Mobilizing Museum Minerals

This special issue of Museum & Society (open access), Mobilizing Museum Minerals: Critical Approaches to Mineralogical Collections, showcases burgeoning critical approaches to the collection, interpretation, and display of mineralogical specimens in museums while expanding understandings of their transformative potential in an era of rising ecological injustice.

From the Museu de Ciência e Técnica da Escola de Minas (Brazil) to the Smithsonian Institution (USA) and the Naturhistorisches Museum Wien (Austria), many encyclopedic and natural history museums are known for their significant collections of mineral specimens.

Despite their continuing popularity, however, mineral collections are relatively absent in critical museum scholarship, especially decolonial or environmental museology. Such omissions, including that of colonial narratives from mineral displays, are ‘not accidental’, write geologist Selby Hearth and curator Carrie Robbins (2022: 4).

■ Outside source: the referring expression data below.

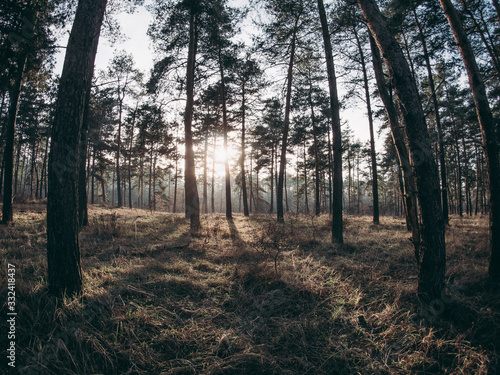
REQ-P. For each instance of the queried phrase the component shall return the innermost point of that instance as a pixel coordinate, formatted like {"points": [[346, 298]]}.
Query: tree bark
{"points": [[7, 211], [225, 129], [246, 211], [192, 208], [487, 124], [431, 252], [376, 214], [439, 126], [82, 173], [286, 125], [337, 225], [63, 253]]}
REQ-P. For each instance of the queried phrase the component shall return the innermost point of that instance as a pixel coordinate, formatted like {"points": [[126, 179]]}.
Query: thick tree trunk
{"points": [[487, 123], [192, 208], [337, 225], [63, 254], [431, 253], [409, 190], [286, 126]]}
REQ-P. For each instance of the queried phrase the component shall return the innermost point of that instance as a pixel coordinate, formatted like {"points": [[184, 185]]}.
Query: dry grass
{"points": [[249, 297]]}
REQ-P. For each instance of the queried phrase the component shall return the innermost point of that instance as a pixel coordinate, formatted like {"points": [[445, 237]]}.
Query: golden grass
{"points": [[249, 296]]}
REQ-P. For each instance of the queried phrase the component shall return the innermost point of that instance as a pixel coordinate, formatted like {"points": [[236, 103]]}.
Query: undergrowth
{"points": [[249, 296]]}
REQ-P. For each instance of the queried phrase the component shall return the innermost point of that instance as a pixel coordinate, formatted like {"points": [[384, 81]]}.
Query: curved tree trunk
{"points": [[487, 123], [408, 189], [376, 215], [63, 254], [286, 126], [431, 253]]}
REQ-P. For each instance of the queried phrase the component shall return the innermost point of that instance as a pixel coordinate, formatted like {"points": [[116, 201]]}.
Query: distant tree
{"points": [[248, 77]]}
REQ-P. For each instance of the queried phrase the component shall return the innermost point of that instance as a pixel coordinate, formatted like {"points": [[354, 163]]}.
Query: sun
{"points": [[220, 158]]}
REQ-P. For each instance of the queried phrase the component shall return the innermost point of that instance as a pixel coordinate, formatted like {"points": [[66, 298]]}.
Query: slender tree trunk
{"points": [[409, 190], [82, 173], [337, 226], [176, 177], [271, 203], [225, 129], [205, 175], [246, 211], [487, 123], [118, 147], [212, 198], [251, 181], [130, 150], [7, 211], [373, 156], [439, 126], [306, 198], [63, 254], [286, 125], [192, 202], [317, 206], [430, 255]]}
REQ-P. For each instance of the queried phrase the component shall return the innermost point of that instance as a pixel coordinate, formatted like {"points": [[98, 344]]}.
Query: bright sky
{"points": [[134, 27]]}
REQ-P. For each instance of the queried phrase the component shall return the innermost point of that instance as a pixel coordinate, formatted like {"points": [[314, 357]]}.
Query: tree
{"points": [[248, 79], [122, 74], [431, 252], [337, 226], [25, 39], [63, 254], [487, 123]]}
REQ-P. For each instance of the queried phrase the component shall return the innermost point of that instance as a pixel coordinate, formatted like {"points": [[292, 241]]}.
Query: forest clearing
{"points": [[158, 300]]}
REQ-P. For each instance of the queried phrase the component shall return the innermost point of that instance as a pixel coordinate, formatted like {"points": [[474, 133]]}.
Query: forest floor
{"points": [[248, 296]]}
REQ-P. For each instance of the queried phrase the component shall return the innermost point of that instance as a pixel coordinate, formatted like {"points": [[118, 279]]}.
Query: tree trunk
{"points": [[82, 173], [487, 123], [317, 207], [205, 175], [431, 252], [376, 215], [439, 127], [337, 226], [119, 147], [63, 254], [192, 208], [225, 129], [271, 201], [7, 211], [286, 125], [246, 211], [212, 197]]}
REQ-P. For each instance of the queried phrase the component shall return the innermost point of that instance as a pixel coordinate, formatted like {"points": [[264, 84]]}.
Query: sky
{"points": [[135, 26]]}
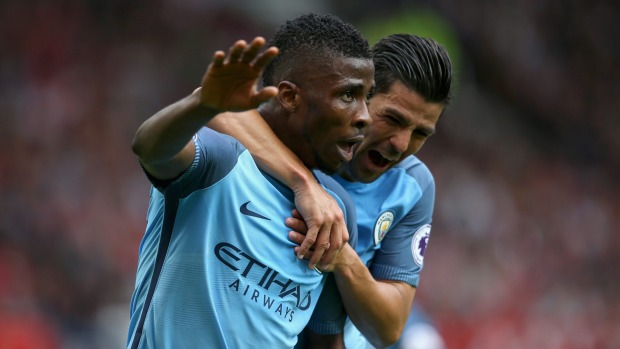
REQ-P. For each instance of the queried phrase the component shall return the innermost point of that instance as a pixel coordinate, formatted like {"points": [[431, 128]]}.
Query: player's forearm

Rather, this silence ‘reflects a corresponding absence within the geological community’ (Hearth and Robbins 2022: 4).

Ranging from conceptual explorations of mineral cataloguing to reflections on reclaimed biocultural heritage, the papers gathered in this issue suggest productive pathways for scholars and practitioners to attend to the social, political, and environmental qualities of museum minerals.

This rich issue, published by Leicester University, shows, for example, the invisible mineworkers who collected the rock, mineral and fossil specimens of John Woodward or explores how the mineral specimens held by the Science and Technology department at National Museums Scotland were brought together.